La codification du régime de l’exécution aux frais et risques du titulaire défaillant introduite en commission retient davantage l’attention, en ce qu’elle donne enfin une base légale claire à des situations que les acheteurs rencontrent régulièrement. L’obligation pour les centrales d’achat de se déclarer auprès du ministère de l’économie et de publier un rapport annuel, une mesure visant à répondre à leur multiplication, est sans doute bienvenue mais plus modeste dans ses effets. 

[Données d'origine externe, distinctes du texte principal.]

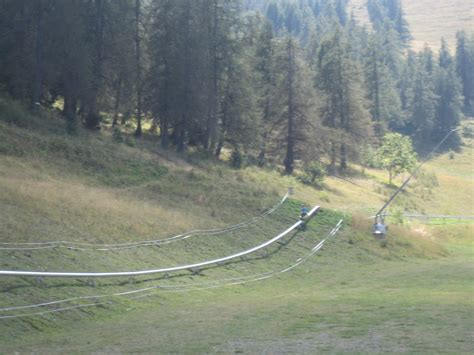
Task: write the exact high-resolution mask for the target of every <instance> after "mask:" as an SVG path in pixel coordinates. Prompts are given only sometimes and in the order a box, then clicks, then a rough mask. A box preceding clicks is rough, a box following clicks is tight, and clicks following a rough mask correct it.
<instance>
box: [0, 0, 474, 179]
mask: <svg viewBox="0 0 474 355" xmlns="http://www.w3.org/2000/svg"><path fill="white" fill-rule="evenodd" d="M367 6H368V11H369V15H370V20H371V23H372V26H371V28H367V27H364V26H362V25H361V24H359V23H358V22H357V21H356V19H355V18H354V16H353V15H352V14H349V13H347V0H287V1H278V0H242V1H241V0H87V1H84V0H61V1H55V0H36V1H29V0H0V52H1V53H2V55H1V56H0V91H1V92H2V93H3V94H4V95H9V96H11V97H12V98H14V99H16V100H20V101H22V102H24V103H25V104H28V105H29V106H30V108H31V109H32V110H35V109H37V108H38V107H39V106H43V107H58V103H59V109H60V110H61V113H62V115H63V116H64V119H65V120H66V121H67V123H68V125H67V126H68V129H69V131H70V132H74V130H75V129H76V127H78V126H79V125H83V126H84V127H86V128H88V129H99V128H100V127H101V125H102V122H103V121H104V117H110V120H111V124H112V126H113V127H120V126H121V125H125V124H129V125H132V126H133V127H134V130H135V135H136V136H137V137H140V136H141V135H142V134H143V122H145V121H146V122H149V123H151V125H150V131H151V132H155V133H154V134H157V135H159V136H160V138H161V140H160V142H161V145H162V146H163V148H165V149H176V150H177V151H179V152H183V151H185V150H186V149H188V148H190V147H193V148H196V149H200V150H202V151H204V152H206V154H208V155H209V156H214V157H216V158H219V157H220V156H221V154H222V152H223V151H224V150H225V149H227V150H231V151H232V152H233V153H234V154H237V155H245V156H246V157H247V158H248V160H251V161H253V162H254V163H255V164H258V165H260V166H264V165H266V164H282V165H283V166H284V168H285V172H286V173H289V174H290V173H292V172H293V170H294V169H295V166H296V165H295V164H296V163H297V162H299V161H303V162H310V161H314V160H321V159H322V160H327V161H328V163H329V169H330V171H331V172H335V171H336V170H337V169H340V170H344V169H346V168H347V166H348V163H349V162H350V161H360V160H361V159H362V157H361V152H364V151H367V149H371V147H377V146H378V145H379V144H380V142H381V141H382V137H383V136H384V134H385V133H387V132H389V131H396V132H399V133H402V134H404V135H408V136H410V137H412V139H413V140H414V143H415V145H416V146H417V147H418V148H423V147H427V146H430V145H431V144H433V143H435V142H437V140H439V139H440V137H442V136H444V134H445V133H446V131H449V130H450V129H452V128H453V127H455V126H457V125H458V124H459V122H460V120H461V118H462V116H463V113H464V115H468V116H472V115H473V114H474V78H473V75H474V35H473V34H472V33H471V34H468V33H465V32H462V31H461V32H458V34H457V45H456V48H455V55H452V54H451V51H450V49H449V48H448V46H447V44H446V42H445V41H444V40H442V43H441V48H440V50H439V52H438V53H434V52H433V51H432V50H431V49H430V48H428V47H426V48H424V49H423V50H422V51H420V52H414V51H412V50H411V49H410V47H409V46H410V40H411V35H410V31H409V27H408V24H407V22H406V20H405V18H404V13H403V9H402V7H401V3H400V0H370V1H368V2H367ZM147 127H148V126H147ZM459 144H460V142H459V138H457V139H456V137H454V139H452V140H451V142H450V145H451V147H454V148H455V147H456V146H458V145H459Z"/></svg>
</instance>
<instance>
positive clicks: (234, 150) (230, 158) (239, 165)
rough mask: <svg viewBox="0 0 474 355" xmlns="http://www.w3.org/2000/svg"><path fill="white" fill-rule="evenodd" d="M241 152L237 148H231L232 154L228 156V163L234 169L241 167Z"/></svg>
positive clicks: (241, 162) (241, 165)
mask: <svg viewBox="0 0 474 355" xmlns="http://www.w3.org/2000/svg"><path fill="white" fill-rule="evenodd" d="M242 160H243V159H242V154H241V153H240V150H239V149H238V148H234V149H233V150H232V154H231V156H230V165H231V166H232V167H233V168H235V169H240V168H241V167H242Z"/></svg>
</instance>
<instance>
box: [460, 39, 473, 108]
mask: <svg viewBox="0 0 474 355" xmlns="http://www.w3.org/2000/svg"><path fill="white" fill-rule="evenodd" d="M456 39H457V42H456V70H457V73H458V75H459V77H460V78H461V83H462V94H463V96H464V107H463V111H464V113H465V114H466V115H474V36H471V38H469V37H468V36H467V34H466V33H465V32H464V31H460V32H458V33H457V34H456Z"/></svg>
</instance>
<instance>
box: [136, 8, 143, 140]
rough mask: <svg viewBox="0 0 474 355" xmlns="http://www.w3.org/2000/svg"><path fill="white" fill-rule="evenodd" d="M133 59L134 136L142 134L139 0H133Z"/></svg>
mask: <svg viewBox="0 0 474 355" xmlns="http://www.w3.org/2000/svg"><path fill="white" fill-rule="evenodd" d="M135 60H136V66H137V67H136V68H137V78H136V85H137V129H136V130H135V137H141V136H142V65H141V53H140V0H135Z"/></svg>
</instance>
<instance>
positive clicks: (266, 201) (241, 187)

Les propositions de France urbaine : combler les lacunes 

De fait, la proposition de loi laisse de côté plusieurs sujets ou irritants remontés de longue date par les acheteurs. Afin d’y apporter une résolution, France urbaine a proposé neuf amendements, construits à partir des réflexions collectives de son groupe de travail achat, et de certaines des propositions du livre blanc de la simplification de l’association des acheteurs publics. 

L’une de ces propositions vise ainsi à moderniser les délégations que le conseil municipal peut consentir au maire en matière de commande publique, puisque les textes actuels, rédigés il y a plusieurs décennies, excluent par exemple les décisions de recours à un groupement de commandes ou à une centrale d’achat – obligeant parfois à réunir le conseil pour des actes purement routiniers. 

Au même rayon de la simplification des mutualisations d’achat, un second amendement prévoit de reconnaître « par défaut » toute intercommunalité comme centrale d’achat au profit de ses communes membres, sans qu’elle ait besoin comme aujourd’hui de modifier au préalable ses statuts, une formalité peu justifiée qui freine des démarches de mutualisation pourtant souvent souhaitées par tous.  

Une autre mesure de simplification vise à sécuriser le traitement des offres incomplètes. Car si le Conseil d’État a jugé en 2008 qu’un acheteur ne pouvait rejeter une offre au seul motif qu’il manquerait un document non nécessaire à l’évaluation de sa qualité – cette jurisprudence reste mal connue et génère de l’insécurité des deux côtés : l’acheteur hésite à régulariser, tandis que le candidat – souvent une PME – peut se retrouver éliminé pour une raison purement formelle. 

France urbaine propose également de redynamiser l’offre fournisseur, aujourd’hui atone, sur les cartes d’achats, des instruments permettant de passer commande et de régler rapidement des fournisseurs beaucoup plus rapidement que par les circuits « classiques » des bons de commande. Seuls quelques acteurs bancaires proposent aujourd’hui des cartes d’achat, et l’ambition est de permettre l’entrée de nouveaux acteurs non bancaires en autorisant le prépaiement de ces cartes par les collectivités.